Secondo Gilson, è esagerato affermare: sia che Campanella pensasse ad una religione naturale in sostituzione del cristianesimo, sia che intendesse ricondurre il cristianesimo nei limiti della religione naturale, anche se lo stesso autore, mancando di precisione su questo punto, dà adito ad interpretazioni contrastanti. L'unica certezza è che quest'opera ha di mira una riforma della teologia e della vita cristiana. L'utopia si presenta come un progetto di riforma della idee e dei costumi mediante il ritorno alla legge naturale, fermo restando che spetterà al cristianesimo santificare questi nuovi costumi. Rimane difficile non soffrire la posizione ambigua di Campanella, ora un cristiano sincero votato alla riforma, ora un deista che mina le basi del cristianesimo. Comunque sia, l'autore dimostra che soltanto il cristianesimo può essere ridotto a semplice complemento della legge naturale, perciò soltanto esso è la vera religione. Egli stesso scrive: «il cristianesimo... nulla cosa aggiunge alla legge naturale se non i sacramenti, io cavo argumento da questa relazione che la vera legge è la cristiana, e che, tolti gli abusi, sarà signora del mondo». Ovviamente il cristianesimo dovrà lottare per regnare sul mondo intero, e Dio si servirà di scopritori e fondatori come di strumenti per fondare il regno di una sola ed unica verità e dei filosofi per testimoniare quest'opera.

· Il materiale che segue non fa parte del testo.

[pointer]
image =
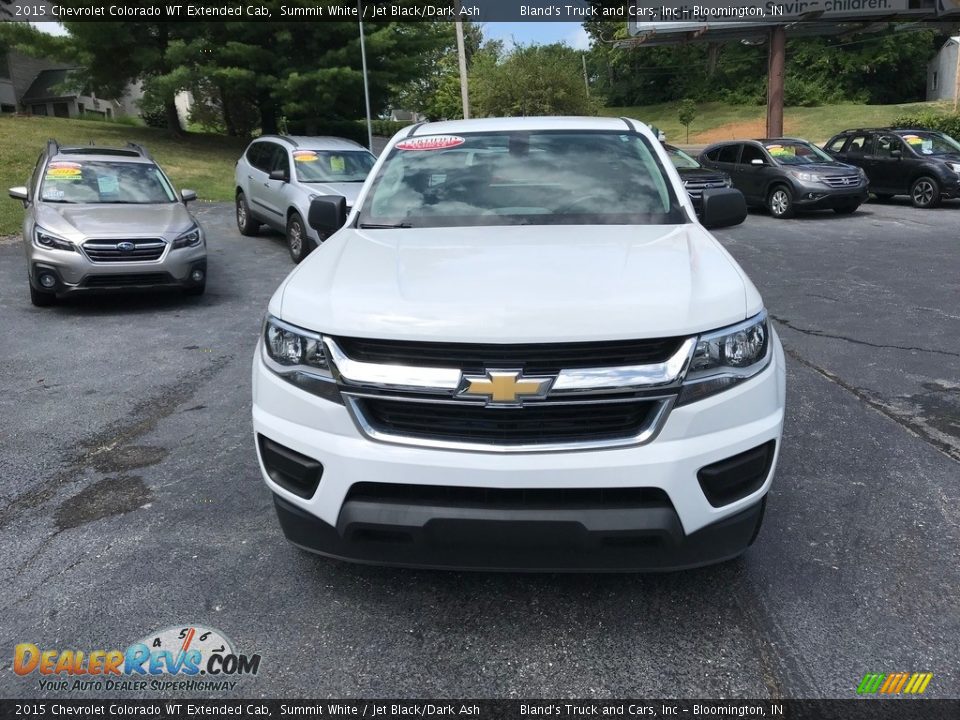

Concludendo, la teologia metafisica guidata dalla ragione arriva a due scoperte e ad una doppia possibilità:
1. la società spirituale della Chiesa deve trasformarsi in una società temporale di tutti i popoli della terra;
2. la trasposizione della città di Dio sul piano della città degli uomini implica una seconda trasposizione riguardante il legame comune della società futura. Legame che non consiste più nella fede, a meno che la fede accettasse di farsi ragione.
Si tratta dunque:
_ o sostituire sul piano temporale e politico, la carità col diritto
_ o sostituire alla fede e alla teologia la ragione naturale e la metafisica sul piano spirituale.